The school systems, that still zoomed in on the grades, and neglected how there are, the various kinds of talents, like the artistic, musical sides, of the students, and these students who don't excel in the academia, gets, shunned, it's the system that needs to shift its focus toward the fact that children are, intelligent in their own different, ways, that NOT every child learns the same way…translated…
The First Time I'd Made a Perfect Score, Ranked Top of My Class, I Was, Overjoyed, Let it Gotten to My Head, with No Sense of Awareness that Underneath the Glasses, There Was the Disappointments & Doubt………...
At the afternoon nap hours, I'd put my head on the desk, turned to my side. The boy sitting next to me started carrying a conversation with me in a hushed, voice, suddenly, I saw his eyes, shut in a panic, and, without any time to react, that burning feeling, the four fingers of my instructor's palm, imprinted onto my, right, cheek.
The male classmate wasn't caught, he was the head of class, intelligent, well-behaved, excellent in the academia, no matter what he did, he will be all right. In the elementary years, I'd often talked out of turn, wasn't good in school, didn't look at all or behaved as a girl would. I'd asked the head of class, why he got to visit our homeroom instructor's home? He'd chuckled, "You can too, uh-huh……just keep on, dreaming and, waiting."
My homeroom instructor's handwriting was very beautiful, she'd stood very tall, with a slender, pointy face, her hair trimmed to short. Every time she'd appeared outside of the classroom door, the air would freeze, and the naughtiest boys in class, didn't dare to move a single, muscle. I'd, wanted to, copy her handwriting, but, no matter how I'd tried, I couldn't, duplicate her handwriting.
At nap, there were the teachers from the other classes, coming to visit with her. The group of female instructors, tiptoed into the class, admired her newly purchased scarves, the accessories, and her silky dress. They'd first, patted the turquoise colored, silk scarf, then tried on the agate, emerald necklace, and I'd, always, daydreamed and watched them in secret, in the glowing light reflected in from the glass windows, there's that, simple wonder that transpired in the, classroom.
theory of M.I. by Howard Gardner...from online
The homeroom instructor had the head of class to enter into the recitation competition, he'd worn that ironed-to-perfect white uniform, with the curves of his chin, turned, the way our homeroom instructor looked upon him, I thought her eyes were, glowing. She'd never used that sort of a gaze on any one of us. There came, that strong feeling, and I couldn't tell if it was envy, or admiration. That made me longed to be looked upon like that too.
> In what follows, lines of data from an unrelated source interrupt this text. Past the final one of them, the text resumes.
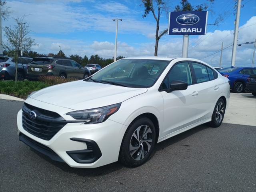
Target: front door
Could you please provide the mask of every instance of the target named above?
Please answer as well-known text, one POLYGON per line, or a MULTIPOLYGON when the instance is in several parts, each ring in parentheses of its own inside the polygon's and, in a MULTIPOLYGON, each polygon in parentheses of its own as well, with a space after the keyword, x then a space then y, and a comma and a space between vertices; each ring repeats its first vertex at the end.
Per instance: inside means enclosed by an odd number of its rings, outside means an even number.
POLYGON ((164 99, 164 130, 162 136, 172 133, 197 122, 201 113, 198 107, 200 101, 196 85, 192 84, 192 75, 188 62, 179 62, 172 68, 161 85, 161 88, 170 88, 172 81, 186 82, 186 90, 160 93, 164 99))

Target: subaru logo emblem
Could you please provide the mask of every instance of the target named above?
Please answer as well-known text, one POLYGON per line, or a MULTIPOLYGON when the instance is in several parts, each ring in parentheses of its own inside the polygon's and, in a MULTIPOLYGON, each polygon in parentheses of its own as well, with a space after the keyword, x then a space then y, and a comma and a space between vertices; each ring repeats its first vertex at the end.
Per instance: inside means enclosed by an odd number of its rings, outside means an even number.
POLYGON ((34 111, 30 111, 28 112, 28 117, 30 119, 34 120, 36 118, 36 114, 34 111))
POLYGON ((191 25, 199 21, 199 17, 194 14, 187 13, 180 15, 176 18, 177 22, 182 25, 191 25))

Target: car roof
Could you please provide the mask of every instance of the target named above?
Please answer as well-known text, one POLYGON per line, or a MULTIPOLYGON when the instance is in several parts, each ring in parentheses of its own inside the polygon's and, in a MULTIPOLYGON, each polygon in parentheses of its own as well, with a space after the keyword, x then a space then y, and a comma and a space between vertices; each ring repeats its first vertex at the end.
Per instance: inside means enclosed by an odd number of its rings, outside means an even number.
POLYGON ((155 60, 164 60, 166 61, 171 61, 176 58, 169 57, 160 57, 157 56, 145 56, 142 57, 126 57, 121 59, 153 59, 155 60))

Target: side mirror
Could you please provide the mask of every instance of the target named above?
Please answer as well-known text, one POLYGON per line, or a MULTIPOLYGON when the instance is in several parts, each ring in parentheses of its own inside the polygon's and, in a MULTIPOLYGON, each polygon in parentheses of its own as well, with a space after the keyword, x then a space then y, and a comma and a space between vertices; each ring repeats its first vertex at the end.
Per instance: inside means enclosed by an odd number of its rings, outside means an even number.
POLYGON ((171 82, 170 87, 170 88, 163 89, 161 91, 169 93, 173 91, 186 90, 188 88, 188 84, 184 81, 174 80, 171 82))

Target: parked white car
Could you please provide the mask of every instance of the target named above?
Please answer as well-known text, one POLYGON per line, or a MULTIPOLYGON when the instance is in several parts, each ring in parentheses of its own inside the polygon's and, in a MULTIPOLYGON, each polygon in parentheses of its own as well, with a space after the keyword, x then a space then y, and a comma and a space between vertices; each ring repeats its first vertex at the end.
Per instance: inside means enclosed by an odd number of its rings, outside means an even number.
POLYGON ((199 60, 125 58, 85 80, 32 93, 18 114, 18 134, 71 167, 118 160, 138 166, 157 143, 204 123, 220 126, 229 90, 228 80, 199 60))

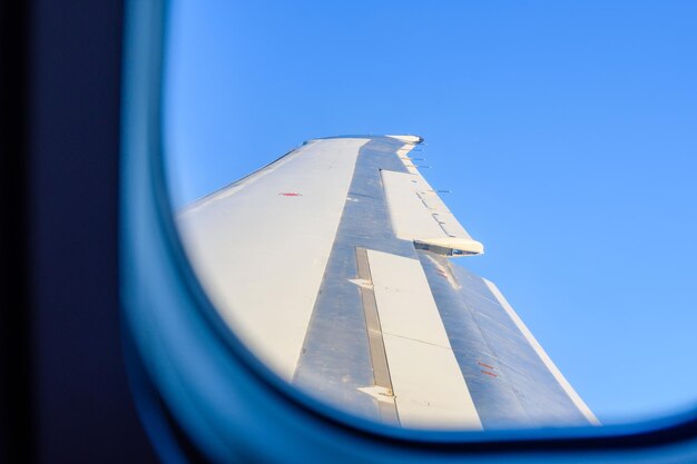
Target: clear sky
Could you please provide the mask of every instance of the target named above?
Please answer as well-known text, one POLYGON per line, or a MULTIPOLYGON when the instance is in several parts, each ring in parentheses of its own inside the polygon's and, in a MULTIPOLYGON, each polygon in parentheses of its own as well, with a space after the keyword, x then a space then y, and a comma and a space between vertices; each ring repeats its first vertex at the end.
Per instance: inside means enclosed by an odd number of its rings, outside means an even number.
POLYGON ((601 421, 697 406, 697 2, 174 1, 168 40, 177 206, 306 139, 423 136, 487 247, 458 264, 601 421))

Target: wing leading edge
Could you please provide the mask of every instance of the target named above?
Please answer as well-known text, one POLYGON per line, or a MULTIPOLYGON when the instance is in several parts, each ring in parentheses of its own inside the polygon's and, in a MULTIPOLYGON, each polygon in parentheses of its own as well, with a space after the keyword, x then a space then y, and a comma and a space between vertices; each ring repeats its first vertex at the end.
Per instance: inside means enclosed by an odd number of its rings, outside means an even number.
POLYGON ((234 333, 324 402, 410 428, 597 419, 490 282, 408 156, 414 136, 311 140, 185 208, 187 254, 234 333))

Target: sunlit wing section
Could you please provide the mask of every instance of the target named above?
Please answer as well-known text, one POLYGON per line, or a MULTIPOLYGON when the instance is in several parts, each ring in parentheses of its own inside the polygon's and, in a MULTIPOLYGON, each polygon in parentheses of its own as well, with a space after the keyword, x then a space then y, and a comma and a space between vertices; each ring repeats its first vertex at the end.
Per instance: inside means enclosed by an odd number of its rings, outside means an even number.
POLYGON ((178 215, 233 332, 337 408, 408 428, 597 419, 490 282, 409 157, 415 136, 304 144, 178 215))

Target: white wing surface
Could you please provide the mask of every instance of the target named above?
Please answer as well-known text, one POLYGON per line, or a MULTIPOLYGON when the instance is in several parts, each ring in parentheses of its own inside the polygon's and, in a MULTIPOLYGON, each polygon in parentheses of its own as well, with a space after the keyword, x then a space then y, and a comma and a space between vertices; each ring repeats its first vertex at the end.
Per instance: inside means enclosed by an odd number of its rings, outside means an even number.
POLYGON ((234 333, 353 414, 410 428, 597 419, 490 282, 409 158, 414 136, 311 140, 177 217, 234 333))

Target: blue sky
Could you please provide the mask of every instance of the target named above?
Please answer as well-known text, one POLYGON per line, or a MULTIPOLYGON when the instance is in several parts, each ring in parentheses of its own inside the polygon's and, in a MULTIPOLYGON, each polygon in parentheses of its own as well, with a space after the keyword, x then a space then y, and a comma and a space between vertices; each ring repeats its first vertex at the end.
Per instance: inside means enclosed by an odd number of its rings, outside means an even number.
POLYGON ((697 2, 173 2, 177 206, 303 140, 422 172, 603 422, 697 406, 697 2))

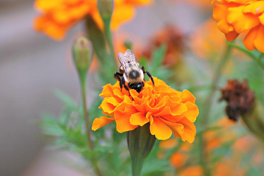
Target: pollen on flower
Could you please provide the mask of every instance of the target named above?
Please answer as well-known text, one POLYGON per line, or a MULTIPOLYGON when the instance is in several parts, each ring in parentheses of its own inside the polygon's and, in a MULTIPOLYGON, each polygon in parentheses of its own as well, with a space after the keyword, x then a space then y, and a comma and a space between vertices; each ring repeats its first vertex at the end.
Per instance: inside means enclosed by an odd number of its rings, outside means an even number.
POLYGON ((112 117, 96 118, 92 129, 95 131, 115 121, 116 130, 122 133, 149 123, 150 133, 158 139, 168 139, 173 133, 175 137, 192 142, 196 132, 193 122, 199 113, 195 98, 187 90, 176 90, 154 79, 155 86, 151 81, 146 81, 139 93, 130 90, 130 96, 124 89, 121 91, 118 82, 104 86, 99 96, 104 99, 99 108, 112 117))

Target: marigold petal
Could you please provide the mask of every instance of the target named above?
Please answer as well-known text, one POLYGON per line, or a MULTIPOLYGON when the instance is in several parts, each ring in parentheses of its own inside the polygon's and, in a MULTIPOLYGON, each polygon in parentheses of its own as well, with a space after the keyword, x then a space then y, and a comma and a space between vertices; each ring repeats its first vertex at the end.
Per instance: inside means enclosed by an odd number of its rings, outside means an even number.
POLYGON ((110 84, 108 84, 103 86, 102 92, 99 94, 100 96, 105 97, 113 96, 114 95, 112 87, 110 84))
POLYGON ((251 2, 243 9, 243 13, 252 13, 255 15, 260 14, 264 11, 264 1, 251 2))
POLYGON ((130 122, 130 117, 133 114, 137 112, 136 110, 132 104, 124 103, 123 105, 123 107, 116 110, 114 113, 116 130, 119 133, 133 130, 138 126, 131 125, 130 122))
POLYGON ((105 126, 115 120, 114 117, 106 117, 101 116, 100 118, 96 118, 94 120, 92 125, 92 130, 97 130, 102 127, 105 126))
POLYGON ((168 121, 175 123, 182 118, 184 116, 182 115, 172 115, 171 114, 169 114, 168 115, 164 115, 162 117, 168 121))
POLYGON ((254 41, 254 45, 260 51, 264 53, 264 26, 261 25, 258 29, 257 38, 254 41))
POLYGON ((111 27, 117 29, 122 23, 129 21, 134 17, 135 9, 129 4, 123 4, 122 6, 115 6, 111 20, 111 27))
POLYGON ((182 139, 184 141, 187 141, 189 143, 192 143, 194 140, 196 133, 196 128, 194 125, 185 117, 177 123, 182 124, 184 127, 182 139))
POLYGON ((169 139, 171 136, 172 134, 171 130, 158 118, 153 117, 150 115, 149 121, 150 133, 152 135, 155 135, 157 139, 160 140, 165 140, 169 139))
POLYGON ((186 105, 182 103, 180 103, 172 108, 166 106, 161 112, 153 114, 153 115, 156 116, 170 114, 172 115, 177 115, 181 114, 183 112, 187 110, 187 108, 186 105))
POLYGON ((187 106, 188 110, 180 115, 186 117, 192 122, 195 122, 199 114, 199 109, 197 106, 190 101, 187 101, 184 104, 187 106))
POLYGON ((258 19, 261 23, 264 25, 264 13, 262 13, 262 14, 258 16, 258 19))
POLYGON ((107 100, 109 98, 107 97, 104 99, 101 104, 101 107, 105 112, 111 113, 113 113, 116 106, 107 102, 107 100))
MULTIPOLYGON (((151 113, 148 113, 151 114, 151 113)), ((129 121, 131 125, 139 125, 142 127, 149 121, 148 118, 146 116, 144 113, 141 112, 134 113, 130 117, 129 121)))
POLYGON ((109 97, 107 99, 107 103, 110 103, 114 106, 116 106, 120 104, 120 102, 118 101, 116 99, 113 97, 109 97))
POLYGON ((169 126, 170 129, 172 130, 173 134, 175 137, 182 138, 183 134, 183 125, 180 123, 172 123, 161 118, 159 119, 169 126))
POLYGON ((179 96, 182 99, 182 103, 184 103, 187 101, 190 101, 193 103, 195 102, 196 98, 194 97, 192 94, 187 90, 184 90, 179 96))
POLYGON ((217 23, 218 29, 225 34, 228 33, 234 30, 234 27, 231 25, 229 24, 225 20, 221 20, 217 23))
POLYGON ((227 10, 227 20, 234 26, 238 33, 241 33, 257 26, 260 23, 257 16, 252 13, 244 13, 243 9, 244 6, 231 7, 227 10))
POLYGON ((254 40, 257 37, 259 27, 259 26, 256 26, 251 29, 245 37, 243 43, 246 49, 249 50, 255 49, 254 40))
POLYGON ((235 31, 229 32, 227 34, 225 34, 226 38, 226 40, 228 42, 233 41, 236 39, 236 38, 238 36, 238 35, 239 35, 239 34, 237 33, 235 31))

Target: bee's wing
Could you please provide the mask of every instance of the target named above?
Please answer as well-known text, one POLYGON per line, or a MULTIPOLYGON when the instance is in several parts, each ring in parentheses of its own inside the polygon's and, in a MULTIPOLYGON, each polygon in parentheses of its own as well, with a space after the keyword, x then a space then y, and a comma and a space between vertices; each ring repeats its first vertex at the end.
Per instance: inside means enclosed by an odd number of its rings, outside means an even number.
POLYGON ((131 50, 128 49, 124 54, 119 53, 118 56, 118 59, 124 68, 125 73, 126 73, 126 70, 128 68, 134 65, 137 66, 139 69, 135 54, 131 50))

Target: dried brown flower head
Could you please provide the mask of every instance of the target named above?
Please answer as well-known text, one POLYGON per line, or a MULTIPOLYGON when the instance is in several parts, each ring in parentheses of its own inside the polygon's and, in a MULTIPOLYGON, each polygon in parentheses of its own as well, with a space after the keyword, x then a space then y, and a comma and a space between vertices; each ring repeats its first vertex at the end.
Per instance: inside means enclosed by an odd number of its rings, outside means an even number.
POLYGON ((163 44, 167 45, 167 50, 164 64, 171 65, 177 63, 185 47, 185 36, 177 27, 168 25, 158 30, 151 38, 143 52, 143 54, 148 58, 150 57, 151 51, 163 44))
POLYGON ((255 95, 249 89, 246 80, 242 82, 237 80, 228 80, 226 87, 221 91, 222 96, 220 100, 227 101, 226 112, 230 119, 237 121, 241 114, 251 111, 255 95))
At the beginning of a new semester, our homeroom instructor encouraged us to improve our grades, and set the rules, of however made six one hundreds, then, the student will receive a huge present from her.
On the day the grades were, revealed, I'd recalled it lucidly, the miracle came to me, I stood by her desk, as she was, about to, hand me my graded, exam, from the gold rim of her glasses, she'd, glanced over at me. That was, the very first perfect score, the first time I was, the head of the class, I allowed the joy to go over my head, without realizing, that there were, the doubts, the disappointment, that was there, in my instructor's, eyes underneath her, glasses. After that, I'd, started, hoping for the perfect scores, and her looks upon me, and day after day after day, I'd, gone from hopeful, to, disappointment.
On the final day of school, as I was picking up my things, readied myself to head home, my homeroom instructor called me, had me follow her into the office. She'd, pulled out a trophy, that tiny gold person, was glowing, with the red and blue ribbons, tied into a, bow, with the word, "excellent performance" printed in bright red and bold. My very first, insignia of, glory, she'd never, forgotten.
illustration from UDN.com
And, many years later, I'd seen the movie, "Happiness on the Way", the female protagonist, Shu-Chih was punished to stand in the back of class because she didn't enroll into the afterschool study program of her instructor's, later her mother gave the high end fabric to the instructor, hoping to cover for the girl's lacking. And, suddenly, it'd, dawned on me, that in my homeroom instructor's mind, we were, children raised in, different, means.
After the realization I had, that stubbornness that's set in too long ago, started, diminishing. And recently, I'd begun, part-timing as an instructor, and gotten an alternative perspective, understood firsthand the hardships, the trials, the joys of being a school instructor. As I'd watched every one of my students, working hard, to achieve, maybe, they all are making, different grades high and low, due to their varied level of abilities, I'd hoped, that I can be that light to them, when they needed.
On them, I couldn't tell the differences between one student to the next, only seen, those pairs of eyes, that are, shining, with the varied, light.
This is on, how every child is different, every child is, intelligent in her/his own way. Some are good in their studies, and not in the physical activities, some are artistic, but not doing excellent enough in the academia, and that's just it, the current systems of education, they do NOT help these kids who aren't academically excellent to shine through, and they still, get degraded by the adults, because the STUPID adults don't realize, that every kid is intelligent in her/his own, way.